What’s even more cool is that there are two filters to limit the output. Typing l enables a ‘display filter’—the pattern or string you enter will be applied to the host+port field and used to filter lines appearing in the display. This is a literal match: for example, if you type “pop3” as the search filter, then use “N” to disable port number resolution, you’ll have to change the search string to “:110” in order for it to match. The same goes for host names versus IP addresses.

Using l only affects the display; the totals still count all the traffic. On the other hand, you can use f to set a packet filter condition that will stop traffic that does not match, from even coming into the program. For instance, you can type “f” then “port 25” to see only SMTP traffic. This filter can take quite complex conditions, using the same syntax that popular tools like tcpdump, etc, use. Plus, this filter can be specified from the command line too, like:

iftop -nBP -f ‘port 22’

All in all, this is a pretty nice tool to keep an eye on things once in a while or perhaps when someone complains things are a little slow.

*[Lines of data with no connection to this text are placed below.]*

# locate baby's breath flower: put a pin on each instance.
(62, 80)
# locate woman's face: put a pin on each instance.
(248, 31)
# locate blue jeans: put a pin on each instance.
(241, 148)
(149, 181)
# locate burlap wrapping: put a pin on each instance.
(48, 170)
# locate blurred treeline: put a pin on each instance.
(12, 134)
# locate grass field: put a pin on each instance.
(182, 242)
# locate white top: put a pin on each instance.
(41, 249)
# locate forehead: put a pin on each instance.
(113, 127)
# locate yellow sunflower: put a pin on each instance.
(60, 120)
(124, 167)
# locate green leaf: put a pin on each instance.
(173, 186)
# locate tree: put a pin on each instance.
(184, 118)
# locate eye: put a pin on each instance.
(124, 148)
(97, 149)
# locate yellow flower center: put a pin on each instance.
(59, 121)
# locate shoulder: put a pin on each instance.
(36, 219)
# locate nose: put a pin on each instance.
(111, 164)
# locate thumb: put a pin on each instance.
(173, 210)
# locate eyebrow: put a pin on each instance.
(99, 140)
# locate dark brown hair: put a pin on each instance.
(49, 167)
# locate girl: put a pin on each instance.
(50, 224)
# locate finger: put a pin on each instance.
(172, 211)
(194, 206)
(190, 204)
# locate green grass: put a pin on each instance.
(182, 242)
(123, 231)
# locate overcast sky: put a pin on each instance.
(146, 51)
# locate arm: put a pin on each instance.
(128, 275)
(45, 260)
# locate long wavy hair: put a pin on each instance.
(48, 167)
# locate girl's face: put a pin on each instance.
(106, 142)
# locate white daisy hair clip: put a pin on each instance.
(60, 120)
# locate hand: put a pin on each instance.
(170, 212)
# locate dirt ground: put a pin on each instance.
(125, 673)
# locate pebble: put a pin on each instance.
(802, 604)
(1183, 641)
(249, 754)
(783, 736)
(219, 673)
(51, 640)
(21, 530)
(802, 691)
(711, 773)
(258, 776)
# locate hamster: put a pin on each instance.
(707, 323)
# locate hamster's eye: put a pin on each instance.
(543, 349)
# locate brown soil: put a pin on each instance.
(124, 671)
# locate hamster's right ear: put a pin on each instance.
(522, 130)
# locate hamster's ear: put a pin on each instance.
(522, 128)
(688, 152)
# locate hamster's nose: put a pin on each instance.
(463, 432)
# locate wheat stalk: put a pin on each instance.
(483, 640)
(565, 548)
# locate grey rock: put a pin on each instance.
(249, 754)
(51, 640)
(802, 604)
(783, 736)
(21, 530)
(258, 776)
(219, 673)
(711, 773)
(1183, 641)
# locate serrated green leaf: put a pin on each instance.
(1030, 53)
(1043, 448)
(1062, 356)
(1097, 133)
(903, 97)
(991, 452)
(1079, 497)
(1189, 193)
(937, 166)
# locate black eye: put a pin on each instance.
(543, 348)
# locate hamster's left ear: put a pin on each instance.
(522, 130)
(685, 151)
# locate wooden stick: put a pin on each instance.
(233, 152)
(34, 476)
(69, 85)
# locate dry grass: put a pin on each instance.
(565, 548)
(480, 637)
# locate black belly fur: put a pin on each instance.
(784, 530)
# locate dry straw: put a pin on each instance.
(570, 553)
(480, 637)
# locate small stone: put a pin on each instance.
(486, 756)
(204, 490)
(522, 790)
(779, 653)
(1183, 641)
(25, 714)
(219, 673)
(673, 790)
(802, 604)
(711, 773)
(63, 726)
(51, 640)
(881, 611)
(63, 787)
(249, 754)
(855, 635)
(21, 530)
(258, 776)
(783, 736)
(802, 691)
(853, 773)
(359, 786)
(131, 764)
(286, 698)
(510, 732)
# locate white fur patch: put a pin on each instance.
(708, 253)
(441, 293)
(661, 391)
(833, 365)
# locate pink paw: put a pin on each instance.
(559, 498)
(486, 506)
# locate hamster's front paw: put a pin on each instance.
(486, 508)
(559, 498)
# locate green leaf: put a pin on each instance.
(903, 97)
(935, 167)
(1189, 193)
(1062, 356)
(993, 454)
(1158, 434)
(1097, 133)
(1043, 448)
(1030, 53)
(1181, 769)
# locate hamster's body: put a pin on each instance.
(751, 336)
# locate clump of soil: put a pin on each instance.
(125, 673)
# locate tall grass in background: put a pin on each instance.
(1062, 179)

iptraf is also a very nice and easy-to-use tool, with a very neat curses GUI. It actually has a lot more features than iptraf—the IP interface monitor shows you TCP and UDP separately, and for TCP it shows you packet flags (making it easy to identify connection attempts that are not succeeding, for instance). Overall statistics for each interface are also available in a separate screen, and on the whole it’s almost a real GUI (using curses), with menus and sub-menus, etc. It also has a very slick filter specification GUI, if you’re not the command line type.

Despite all this, however, I find myself using iftop for day to day use, because iptraf lacks the aggregation, multiple averages, quick and easy filtering, etc, that iftop does. Plus, most of the filters I want are much easier to type into iftop or at the command line.

Some last words

I don’t use these tools every day, but when I needed them, they were really useful. Could I have gotten by without knowing them? Maybe… but that’s not how we think, is it? A workman needs as many tools as he can get his hands on, and these are some of mine.

Among these, iftop remains the one I use more often than the others. It’s actually closer to monitoring than troubleshooting, but they’re all great tools, and exploring them gives you an understanding of what’s happening under the hood as your machine goes about its daily business.